“The preparation requires attention. Rushed execution compromises the compound’s efficacy.”
“You’ve been making this tea for weeks. You could do it blindfolded.”
The mortar scraped. His jaw twitched. “Eat your breakfast, Mira.”
“Everyone keeps telling me to eat my breakfast.”
She ate another berry. Her tongue caught the juice on her lower lip and Solomon’s hands stalled on the mortar for half a second. Just long enough for me to catch. His silver eyes tracked the movement of her mouth, lingered on the wet sheen left behind, before jerking back to the herbs with the discipline of a man fighting the memory of what that mouth had done to him last night.
I grinned. The enforcer was not as composed as he wanted everyone to believe.
Lucian appeared carrying boots. New ones from Voss’s shipment, relaced and adjusted. He set them beside Mira’s bare feet.
“What are those?” Mira asked.
“Boots.”
“I can see they’re boots. Where did mine go?”

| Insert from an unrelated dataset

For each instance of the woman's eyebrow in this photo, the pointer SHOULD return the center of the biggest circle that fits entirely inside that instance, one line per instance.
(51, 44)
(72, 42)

“Your boots were a hazard. These are replacements.” He crouched and positioned the left one at her foot’s angle. “Try them.”
“You got me new shoes?”
“I addressed a tactical deficiency.”
“Lucian.” She looked up at him from her stone seat, and the softness in her mismatched eyes made his jaw clench in the way I’d learned meant he was holding back words. “Thank you.”
He held her gaze for two seconds too long. His fingers were still on the boot near her ankle, and the proximity to her bare skin made the bond channel pulse with a warmth that had nothing to do with footwear.
“Try them on,” he said. Quieter now. And stayed crouching while she slid her bandaged foot into the boot, his hand steadying her calf, thumb brushing the inside of her knee where the skin was softest, where his mouth had been eight hours ago.
The touch lasted one second longer than assistance required and his eyes darkened in a way that made the temperature around them shift.
Mira’s breath caught, barely. But the sound carried. Solomon caught it too. And Lucian definitely caught it because his thumb didn’t move.
The three of us were going to be useless today.
***
At the portal staging area, Her Highness Rheda supervised the prisoner transport while Mira walked over in her new boots. The three of us tracked her crossing the clearing with synchronized attention.
Annora and Giselle were loaded onto the formation. Bound, gagged, hollow-eyed. Mira watched them pass, hand on her stomach.
Rheda pulled Mira into a full embrace. “You come back. You come back with my grandchildren, okay?”
“I promise.”
She pointed at the three of us. “If anything happens to her, I won’t be as merciful as the Barrows.”
“We get it. Goodbye, Mother,” Lucian said. For the second time in two days.
Formation moved north. A crackle of energy, a pulse of light, and the clearing emptied.
Midmorning brought Wyatt’s follow-up radio check. Solomon handled it again, standing over the radio with his arms crossed while Wyatt confirmed the cover was holding.
“How much longer can you stretch it?”
“Maybe a couple more hours until evening if I fudge the overnight logs.”